As Escrituras não se dão ao menor trabalho de expor a
doutrina da Impassibilidade Divina. Pelo contrário, somos constantemente
levados a despertar a ira ou a piedade divina. Até mesmo “enlutado” deixamos
Deus. Sim, eu sei que essa linguagem é analógica. Mas quando dissemos essas
coisas não devemos achar que, no fundo, deveríamos jogar fora as analogias e
manter apenas a verdade pura e literal. O máximo que conseguiremos é substituir
as expressões analógicas por algumas abstrações teológicas. E o valor das
abstrações é quase sempre negativo. Elas evitam que façamos extrapolações
vulgares e tiremos conclusões absurdas das expressões analógicas. Por si só, a
abstração “impassível” não nos leva a lugar nenhum. Na verdade, ela pode
sugerir algo muito mais enganoso do que a mais ingênua das expressões de um
Jeová emotivo e irado do Velho Testamento poderia sugerir. Ou sugere algo
inerte, ou algo do tipo “Ato Puro” no sentido de que não se importa ou não toma
ciência dos eventos do universo que criou.

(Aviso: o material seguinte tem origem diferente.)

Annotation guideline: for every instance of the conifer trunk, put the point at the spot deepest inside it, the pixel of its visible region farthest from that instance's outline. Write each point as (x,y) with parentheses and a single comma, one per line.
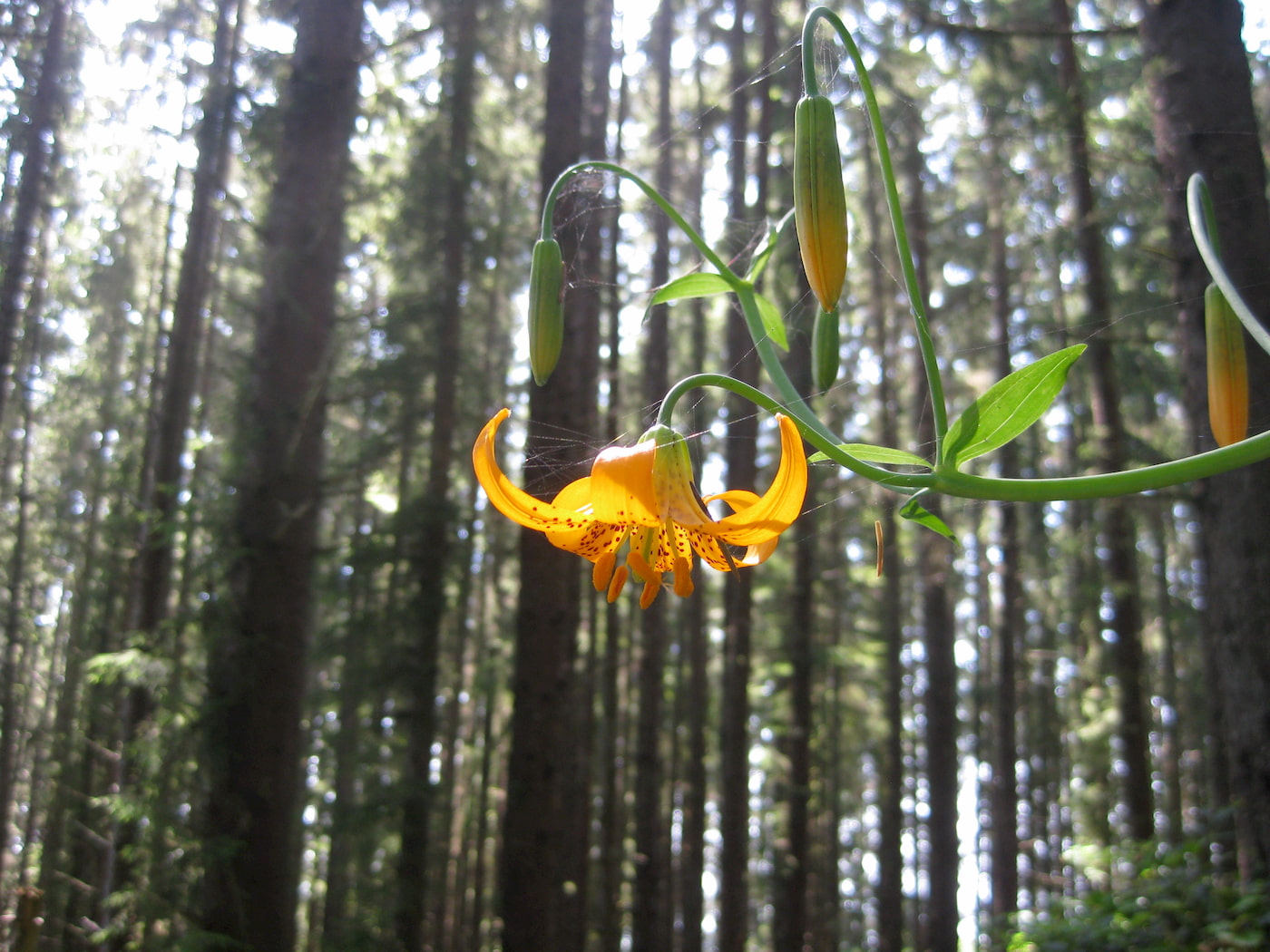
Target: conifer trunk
(38,149)
(1204,121)
(548,611)
(742,432)
(257,668)
(429,554)
(1118,529)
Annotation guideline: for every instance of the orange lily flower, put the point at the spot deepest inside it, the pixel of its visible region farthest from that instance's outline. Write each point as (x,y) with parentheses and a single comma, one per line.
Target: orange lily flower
(644,498)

Sugiro aqui duas regras exegéticas: (1) nunca interprete as
expressões literalmente; (2) quando o propósito das expressões – o que elas
comunicam a nossos medos, esperanças, vontades e afeições – estiver em conflito
com as abstrações teológicas, confie sempre nas expressões, nunca nas
abstrações. O pensamento abstrato nada mais é do que um tecido de analogias:
uma contínua modelagem de realidades espirituais em termos legais, químicos ou
mecânicos. Ora, seriam essas abstrações mais adequadas do que as expressões sensuais,
orgânicas e pessoais das Escrituras – luz e trevas, rio e poço, semente e
colheita, mestre e escravo, galinha e pintinhos, pai e filho? As pegadas do
divino são mais visíveis nesse solo rico do que em rochas ou entulhos. É por isso que a chamada
“desmistificação” do Cristianismo é, na verdade, uma “remistificação” do
Cristianismo – só que substituindo uma mitologia rica por outra mais pobre. As
abstrações teológicas parecem menos ingênuas e antropomórficas do que as expressões
das Escrituras. Na verdade, a única diferença é que nas abstrações o
antropomorfismo está mais bem escondido e é de tipo muito mais danoso.
Fonte: C. S. Lewis, Letters to Malcolm, Harcourt, Inc., 1963, Orlando, EUA.